Er schijnen hele volksstammen naar hebben uitgekeken: het seizoen gaat beginnen. De eerste Formule I-race komt eraan. Zo zullen er ook best veel mensen blij zijn met de start van het visseizoen. 'Mijn' seizoen dat nu begint is dat van de Mattheus Passion. Sinds ik een jaar of 15 geleden mijn eerste in het theater hoorde - het was de Bachvereniging in het Theater aan het Vrijthof in Maastricht - kan ik me geen paastijd voorstellen zonder de muziek van Bach. Een Mattheus, meestal wel een tweede Mattheus en soms is er ergens nog wel een Johannes Passion te horen, zoals vorig jaar in de Doelen.
Vanmiddag was er in Donner een lezing over de Mattheus door Evelien Masselink, van het philharmonisch koor 'Toonkunst' in Rotterdam. Ze hield een buitengewoon interessant verhaal met cd-fragmenten, dia's en live-muziek door een kleine groep leden van het Toonkunst-koor.
Toonkunst heeft een naam hoog te houden bij het uitvoeren van de Mattheus Passion. In 1870 waren ze de eersten in Nederland die het werk van Bach zongen, nadat het halverwege de 19e eeuw door de oma van Felix Mendelssohn was her-ontdekt. Het affiche van het concert is bewaard gebleven, een plaats kostte toen 3 guldens. In het verhaal van Masselink kwam die eerste periode aan bod, ook de 50 jaar die Willem Mengelberg het werk dirigeerde en de ontwikkeling van de opvattingen over hoe je Bach uitvoert.

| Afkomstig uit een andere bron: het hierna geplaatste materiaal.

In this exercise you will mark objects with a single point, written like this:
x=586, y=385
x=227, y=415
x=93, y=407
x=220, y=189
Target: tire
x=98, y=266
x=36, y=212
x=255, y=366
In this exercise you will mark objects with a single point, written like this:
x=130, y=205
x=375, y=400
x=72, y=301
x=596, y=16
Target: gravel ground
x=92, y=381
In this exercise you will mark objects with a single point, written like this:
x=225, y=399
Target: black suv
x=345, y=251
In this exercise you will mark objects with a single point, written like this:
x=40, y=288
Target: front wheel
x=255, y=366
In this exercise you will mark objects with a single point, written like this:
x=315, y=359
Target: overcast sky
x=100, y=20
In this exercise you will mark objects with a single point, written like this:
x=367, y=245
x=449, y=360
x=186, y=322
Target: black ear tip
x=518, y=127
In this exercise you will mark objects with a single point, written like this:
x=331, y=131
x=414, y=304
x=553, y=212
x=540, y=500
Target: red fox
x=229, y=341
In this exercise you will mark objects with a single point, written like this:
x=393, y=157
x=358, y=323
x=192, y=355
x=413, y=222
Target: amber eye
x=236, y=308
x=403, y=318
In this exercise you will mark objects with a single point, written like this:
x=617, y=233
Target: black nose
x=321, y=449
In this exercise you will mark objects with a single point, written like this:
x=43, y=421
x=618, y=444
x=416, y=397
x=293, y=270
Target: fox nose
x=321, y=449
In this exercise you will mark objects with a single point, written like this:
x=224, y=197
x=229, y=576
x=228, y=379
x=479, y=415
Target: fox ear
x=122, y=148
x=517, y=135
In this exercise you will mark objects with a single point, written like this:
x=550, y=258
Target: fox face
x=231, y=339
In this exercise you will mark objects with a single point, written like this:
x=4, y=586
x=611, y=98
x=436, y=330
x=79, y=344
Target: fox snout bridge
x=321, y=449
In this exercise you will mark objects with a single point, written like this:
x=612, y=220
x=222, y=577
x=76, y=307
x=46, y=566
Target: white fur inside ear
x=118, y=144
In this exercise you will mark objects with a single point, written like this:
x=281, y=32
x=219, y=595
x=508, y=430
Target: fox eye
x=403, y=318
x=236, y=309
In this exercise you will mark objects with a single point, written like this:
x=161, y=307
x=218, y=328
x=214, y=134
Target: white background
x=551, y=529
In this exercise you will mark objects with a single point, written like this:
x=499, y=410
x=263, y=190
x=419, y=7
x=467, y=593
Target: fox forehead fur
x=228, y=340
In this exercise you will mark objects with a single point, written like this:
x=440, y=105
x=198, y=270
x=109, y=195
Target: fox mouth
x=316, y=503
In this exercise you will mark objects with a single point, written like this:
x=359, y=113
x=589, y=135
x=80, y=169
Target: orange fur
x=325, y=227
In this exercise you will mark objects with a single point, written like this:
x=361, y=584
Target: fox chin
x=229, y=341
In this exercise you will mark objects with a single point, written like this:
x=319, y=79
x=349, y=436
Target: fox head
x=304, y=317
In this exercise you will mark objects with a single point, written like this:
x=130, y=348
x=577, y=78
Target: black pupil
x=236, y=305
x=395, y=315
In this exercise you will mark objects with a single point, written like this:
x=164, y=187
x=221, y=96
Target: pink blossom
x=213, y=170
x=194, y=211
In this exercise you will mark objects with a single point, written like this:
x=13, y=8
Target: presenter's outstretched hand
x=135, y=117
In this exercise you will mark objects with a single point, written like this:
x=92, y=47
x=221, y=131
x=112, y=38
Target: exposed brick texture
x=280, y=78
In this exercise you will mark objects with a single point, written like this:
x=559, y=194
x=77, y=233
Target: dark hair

De 'katholieke' versie in het Amsterdamse Concertgebouw, met gezwollen koren van honderden zangers en zelfs oh gruwel een piano. De 'protestantse' Mattheus in Naarden door de Bachvereniging, die probeerde meer in de stijl van Bach te spelen. Van de Mengelbergversie is een opname bewaard gebleven, waarop de zware, langzame en romantische stijl goed te horen is. Jo Vincent zong in die versie de sopraanpartij, Willem Ravelli was de Christus. Hij heeft deze rol in zijn leven meer van 400 keer gezongen.
Bach in Rotterdam
In de inleiding van Evelien Masselink kwam ook even de legendarische uitvoering van de passie in 1942 in Rotterdam aan de orde. De uitvoering van dat jaar van de MP werd gehouden in de Koninginnekerk, vanwege het feit dat de oude Doelenzaal was platgebombardeerd op 14 mei 1940. Het was ondanks de oorlog druk in de kerk. Jo Vincent zong onder dirigent Otto Glastra van Loon.Op het moment dat zij en alt Annie Woud hun duet ‘Mond und Licht ist vor Schmerzen untergangen, weil mein Jesus ist gefangen’ zongen, klonk plotseling het luchtalarm en gingen de stralenbundels van de zoeklichten van het afweergeschut door het gebouw. Het werd doodstil in de overvolle kerk, maar die stilte duurde maar kort. Jo Vincent zei zachtjes tegen de dirigent: 'Kom, Otto, dan maar zingend ten onder', en zette het duet weer in. Glastra van Loon pakte zijn stokje, het orkest zette in en de muziek ging verder: ‘Lasst ihn, haltet, bindet nicht.’ De uitvoering werd afgemaakt en het gebouw bleef ook die keer gespaard.Jo Vincent was strijdbaar anti-Duits, weigerde een keer aan het eind van een concert in Den Haag naar links te buigen omdat daar Seyss-Inquart zat. Kort na de Rotterdamse Mattheus, in mei 42, werd de Kulturkammer opgericht en maakte Vincent officieel een einde aan haar carriere.
De beroemde anekdote die aan de zangeres word toegeschreven - ze zou de solistenkamer in Naarden na de zoveelste uitvoering van dat jaar zijn binnengelopen met de opmerking 'zo, die hangt weer voor een jaartje'- wordt door mensen die haar kenden altijd ontkend. Ze was integer en gelovig.
De lezing deze middag maakte dat ik weer meer zin heb in de komende uitvoeringen. Komende week de Bachvereniging in de Doelen en de eigen versie van het Rotterdamse Philharmonisch in de Oude Kerk in Delft. Zonder Bach geen Pasen.